MEDIA RELEASE: Investors may need to revisit their traditional balanced’ investment option in coming years, as the market cycle turns and overall returns reduce, says Jonathan Philpot, wealth management partner at HLB Mann Judd.
“The ‘balanced’ default asset allocation option is the way many people are invested in superannuation. Typically this is an asset allocation of 70 percent to ‘risky’ investments – such as shares that experience large swings in market value – and 30 percent to ‘secure’ investments – those that have less volatile pricing movements such as fixed income.
“It’s a strategy that has served super fund members well in the past few years as super funds have delivered very strong returns.
“Shares in particular have performed well with the lower interest rates leading to double digit returns over the past three years. Even the ‘secure’ part of the portfolio has performed well as bonds have benefited from an environment of falling interest rates,” Mr Philpot said.
But he questions whether this strategy will serve investors over the next five years.
“A ‘balanced’ investor is unlikely to continue to receive such strong investment returns as interest rates hit the bottom of the cycle.
“In particular, the poor outlook for ‘secure’ or fixed interest investments is a concern and a 30 percent allocation may be too high in this low return environment.
“It is hard to predict interest rate movements, but it is fairly safe to assume that interest rates over the next five years will not rise by more than 1 or 2 percent.
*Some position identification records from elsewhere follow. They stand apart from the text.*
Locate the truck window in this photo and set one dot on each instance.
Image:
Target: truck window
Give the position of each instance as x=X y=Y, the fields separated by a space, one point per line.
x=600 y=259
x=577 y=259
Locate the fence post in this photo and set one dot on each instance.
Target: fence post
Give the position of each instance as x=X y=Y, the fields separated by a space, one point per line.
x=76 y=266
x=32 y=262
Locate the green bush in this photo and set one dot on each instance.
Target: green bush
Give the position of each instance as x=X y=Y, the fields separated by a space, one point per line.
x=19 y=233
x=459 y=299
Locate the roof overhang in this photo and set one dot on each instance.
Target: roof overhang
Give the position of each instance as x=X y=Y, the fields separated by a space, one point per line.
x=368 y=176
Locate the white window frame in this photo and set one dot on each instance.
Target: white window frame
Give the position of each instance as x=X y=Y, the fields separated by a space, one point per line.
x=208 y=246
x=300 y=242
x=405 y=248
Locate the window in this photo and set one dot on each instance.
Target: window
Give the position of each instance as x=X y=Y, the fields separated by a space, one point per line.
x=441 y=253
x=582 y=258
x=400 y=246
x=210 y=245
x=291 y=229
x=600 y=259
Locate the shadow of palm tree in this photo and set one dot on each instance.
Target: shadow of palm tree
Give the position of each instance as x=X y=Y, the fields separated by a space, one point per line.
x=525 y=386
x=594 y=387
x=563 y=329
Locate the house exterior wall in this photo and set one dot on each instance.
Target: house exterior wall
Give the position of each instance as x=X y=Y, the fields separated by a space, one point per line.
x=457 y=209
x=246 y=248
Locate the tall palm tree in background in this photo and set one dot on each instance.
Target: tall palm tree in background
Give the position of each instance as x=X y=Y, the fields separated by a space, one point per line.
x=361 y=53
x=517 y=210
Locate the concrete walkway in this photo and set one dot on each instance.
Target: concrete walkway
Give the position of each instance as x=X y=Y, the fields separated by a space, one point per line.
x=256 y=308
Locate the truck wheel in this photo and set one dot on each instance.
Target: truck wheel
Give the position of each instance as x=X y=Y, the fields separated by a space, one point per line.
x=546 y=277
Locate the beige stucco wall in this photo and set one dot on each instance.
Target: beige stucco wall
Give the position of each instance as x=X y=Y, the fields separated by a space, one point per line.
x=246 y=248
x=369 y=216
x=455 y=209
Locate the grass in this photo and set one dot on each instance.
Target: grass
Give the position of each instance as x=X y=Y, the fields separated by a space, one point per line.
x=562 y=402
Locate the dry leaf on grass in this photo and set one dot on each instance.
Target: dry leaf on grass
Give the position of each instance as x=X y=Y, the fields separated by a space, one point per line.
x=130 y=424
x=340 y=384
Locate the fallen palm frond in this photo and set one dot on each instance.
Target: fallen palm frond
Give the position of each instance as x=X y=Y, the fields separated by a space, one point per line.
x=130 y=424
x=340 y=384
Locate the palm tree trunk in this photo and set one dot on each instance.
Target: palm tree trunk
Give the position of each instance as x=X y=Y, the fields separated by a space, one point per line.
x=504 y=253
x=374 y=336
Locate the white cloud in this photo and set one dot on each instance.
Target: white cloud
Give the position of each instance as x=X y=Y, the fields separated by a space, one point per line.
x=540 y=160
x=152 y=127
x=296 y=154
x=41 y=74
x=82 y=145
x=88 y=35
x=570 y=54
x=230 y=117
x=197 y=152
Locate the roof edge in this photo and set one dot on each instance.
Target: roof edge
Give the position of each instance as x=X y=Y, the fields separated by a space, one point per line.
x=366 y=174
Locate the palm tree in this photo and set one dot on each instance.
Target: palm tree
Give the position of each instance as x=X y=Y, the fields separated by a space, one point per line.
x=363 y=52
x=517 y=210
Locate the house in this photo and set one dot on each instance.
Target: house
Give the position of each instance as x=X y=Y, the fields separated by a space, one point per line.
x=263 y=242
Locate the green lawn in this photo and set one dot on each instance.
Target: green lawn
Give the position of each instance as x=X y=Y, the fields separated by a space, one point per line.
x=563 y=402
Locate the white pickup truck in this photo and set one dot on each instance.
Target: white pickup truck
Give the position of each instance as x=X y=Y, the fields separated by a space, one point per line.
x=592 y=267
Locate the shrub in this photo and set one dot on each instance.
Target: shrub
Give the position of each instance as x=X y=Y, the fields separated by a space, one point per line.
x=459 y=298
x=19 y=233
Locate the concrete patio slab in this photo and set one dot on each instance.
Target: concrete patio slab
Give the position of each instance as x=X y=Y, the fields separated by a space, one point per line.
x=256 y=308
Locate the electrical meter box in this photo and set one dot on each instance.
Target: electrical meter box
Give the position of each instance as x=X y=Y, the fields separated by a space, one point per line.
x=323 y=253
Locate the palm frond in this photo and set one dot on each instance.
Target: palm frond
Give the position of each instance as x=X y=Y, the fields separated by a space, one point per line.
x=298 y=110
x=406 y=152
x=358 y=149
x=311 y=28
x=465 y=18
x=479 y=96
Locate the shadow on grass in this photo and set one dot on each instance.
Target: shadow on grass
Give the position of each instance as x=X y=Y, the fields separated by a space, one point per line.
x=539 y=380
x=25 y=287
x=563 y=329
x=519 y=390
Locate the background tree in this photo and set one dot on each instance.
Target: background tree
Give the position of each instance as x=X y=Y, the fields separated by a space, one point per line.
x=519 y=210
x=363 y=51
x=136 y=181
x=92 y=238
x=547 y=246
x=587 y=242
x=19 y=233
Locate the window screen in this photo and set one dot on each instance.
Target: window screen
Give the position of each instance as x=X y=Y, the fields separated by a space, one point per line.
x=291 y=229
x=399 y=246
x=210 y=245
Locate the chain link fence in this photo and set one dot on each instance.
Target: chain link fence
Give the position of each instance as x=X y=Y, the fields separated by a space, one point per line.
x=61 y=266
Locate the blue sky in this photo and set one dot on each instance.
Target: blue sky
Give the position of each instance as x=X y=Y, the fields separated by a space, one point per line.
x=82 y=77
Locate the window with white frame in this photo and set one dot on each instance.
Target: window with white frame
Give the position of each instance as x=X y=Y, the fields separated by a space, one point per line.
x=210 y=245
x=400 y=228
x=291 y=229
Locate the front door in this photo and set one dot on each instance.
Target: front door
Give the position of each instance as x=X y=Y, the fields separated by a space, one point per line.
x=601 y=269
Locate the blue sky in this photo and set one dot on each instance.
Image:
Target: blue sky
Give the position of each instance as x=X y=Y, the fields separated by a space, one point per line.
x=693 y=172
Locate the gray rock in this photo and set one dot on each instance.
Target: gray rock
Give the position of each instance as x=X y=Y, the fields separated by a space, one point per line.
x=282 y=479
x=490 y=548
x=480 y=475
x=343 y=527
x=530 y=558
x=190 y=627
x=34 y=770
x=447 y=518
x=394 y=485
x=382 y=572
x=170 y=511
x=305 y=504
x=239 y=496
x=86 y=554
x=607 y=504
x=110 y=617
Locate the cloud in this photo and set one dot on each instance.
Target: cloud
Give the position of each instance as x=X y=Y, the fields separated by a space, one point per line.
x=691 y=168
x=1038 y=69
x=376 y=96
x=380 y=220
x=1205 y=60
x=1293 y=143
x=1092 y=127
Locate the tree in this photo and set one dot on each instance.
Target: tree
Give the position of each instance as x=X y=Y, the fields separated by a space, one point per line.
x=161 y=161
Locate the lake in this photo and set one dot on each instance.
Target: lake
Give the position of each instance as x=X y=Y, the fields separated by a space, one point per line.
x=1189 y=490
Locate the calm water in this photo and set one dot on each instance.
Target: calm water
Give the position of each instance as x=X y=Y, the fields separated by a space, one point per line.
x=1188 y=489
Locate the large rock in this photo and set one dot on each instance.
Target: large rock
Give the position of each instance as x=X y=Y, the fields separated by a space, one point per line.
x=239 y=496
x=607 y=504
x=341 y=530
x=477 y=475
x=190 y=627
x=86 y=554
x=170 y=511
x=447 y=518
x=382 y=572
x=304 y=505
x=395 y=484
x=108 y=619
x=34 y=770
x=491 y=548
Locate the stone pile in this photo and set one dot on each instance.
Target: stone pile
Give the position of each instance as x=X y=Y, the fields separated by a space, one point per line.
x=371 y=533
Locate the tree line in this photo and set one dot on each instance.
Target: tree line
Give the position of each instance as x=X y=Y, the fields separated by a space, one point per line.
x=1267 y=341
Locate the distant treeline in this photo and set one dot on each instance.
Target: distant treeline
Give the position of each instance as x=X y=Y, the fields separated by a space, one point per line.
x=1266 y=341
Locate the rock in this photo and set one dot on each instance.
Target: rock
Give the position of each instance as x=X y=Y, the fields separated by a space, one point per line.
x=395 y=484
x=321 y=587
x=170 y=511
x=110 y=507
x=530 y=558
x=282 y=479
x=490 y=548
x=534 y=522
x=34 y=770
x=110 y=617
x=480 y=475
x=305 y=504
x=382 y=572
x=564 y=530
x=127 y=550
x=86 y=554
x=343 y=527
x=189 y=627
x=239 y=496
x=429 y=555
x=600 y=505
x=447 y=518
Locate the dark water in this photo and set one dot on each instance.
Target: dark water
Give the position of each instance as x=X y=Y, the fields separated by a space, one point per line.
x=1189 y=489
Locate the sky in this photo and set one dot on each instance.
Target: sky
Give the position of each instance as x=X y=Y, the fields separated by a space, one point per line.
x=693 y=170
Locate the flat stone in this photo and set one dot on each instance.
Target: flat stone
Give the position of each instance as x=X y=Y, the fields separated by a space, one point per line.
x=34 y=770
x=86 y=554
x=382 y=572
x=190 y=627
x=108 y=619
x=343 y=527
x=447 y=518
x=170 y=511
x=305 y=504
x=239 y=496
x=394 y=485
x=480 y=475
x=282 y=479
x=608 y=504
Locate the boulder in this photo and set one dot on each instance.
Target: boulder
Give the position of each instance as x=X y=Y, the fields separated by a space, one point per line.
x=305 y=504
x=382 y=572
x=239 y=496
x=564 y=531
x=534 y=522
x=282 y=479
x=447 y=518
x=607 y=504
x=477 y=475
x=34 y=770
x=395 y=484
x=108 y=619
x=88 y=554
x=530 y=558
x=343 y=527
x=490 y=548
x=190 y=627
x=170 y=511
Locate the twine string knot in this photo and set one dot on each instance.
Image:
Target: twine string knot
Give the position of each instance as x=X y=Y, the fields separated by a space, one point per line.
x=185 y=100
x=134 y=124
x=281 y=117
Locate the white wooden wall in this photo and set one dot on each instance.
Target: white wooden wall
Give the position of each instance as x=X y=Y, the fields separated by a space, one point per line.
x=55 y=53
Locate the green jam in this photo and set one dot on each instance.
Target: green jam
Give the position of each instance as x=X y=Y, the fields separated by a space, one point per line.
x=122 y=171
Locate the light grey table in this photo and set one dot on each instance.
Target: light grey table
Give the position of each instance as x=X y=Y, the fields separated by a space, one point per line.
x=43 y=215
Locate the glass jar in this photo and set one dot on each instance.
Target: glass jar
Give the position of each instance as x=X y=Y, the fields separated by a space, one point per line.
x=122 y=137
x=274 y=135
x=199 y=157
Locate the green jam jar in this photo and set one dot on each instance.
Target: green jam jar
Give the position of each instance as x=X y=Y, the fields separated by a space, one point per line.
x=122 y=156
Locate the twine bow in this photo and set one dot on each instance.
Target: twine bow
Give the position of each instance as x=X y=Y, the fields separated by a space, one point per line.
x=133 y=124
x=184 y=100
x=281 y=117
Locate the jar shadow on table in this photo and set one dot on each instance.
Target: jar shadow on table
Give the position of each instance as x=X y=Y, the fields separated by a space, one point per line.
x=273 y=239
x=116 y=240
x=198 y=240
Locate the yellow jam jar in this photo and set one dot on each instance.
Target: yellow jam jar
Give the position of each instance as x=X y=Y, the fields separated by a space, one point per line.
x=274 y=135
We can expect 1 year term deposit rates to remain under 3 percent and other secure fixed interest type of investments to be providing similar type of returns.
“This means the balanced investor with a 30 percent allocation to fixed interest investments may only receive a return of 3 percent for this part of the portfolio for the next five years.”
Meanwhile, Mr Philpot says medium term returns of 7-8 per cent – made up of dividend yield and earnings growth – over the next five years would be a reasonable expectation for share investments.
“With a 70 per cent allocation to shares and a 7-8 percent expected return, the balanced investor is likely looking at a total return of between 5.5 and 6.5 per cent for the next 5 years; significantly less than previous years.
“For investors who are drawing down more heavily from their superannuation, this return may be too low.
“One solution to increase the investment returns is to increase the allocation to the ‘risky’ part of the portfolio. An extra 10 percent allocation is likely to produce a 0.5 percent higher return. But of course this comes with increased volatility and investors need to consider this carefully.
“Sharemarkets will continue to operate in the same volatile manner, which can be a daunting prospect for investors who are not used to the wilder ride.
“But while a 15 percent short term market correction on a higher proportion of an investor’s portfolio may be a difficult pill to swallow, for the benefit of higher expected long term returns, it may be necessary to achieve a longer lasting superannuation balance,” Mr Philpot says.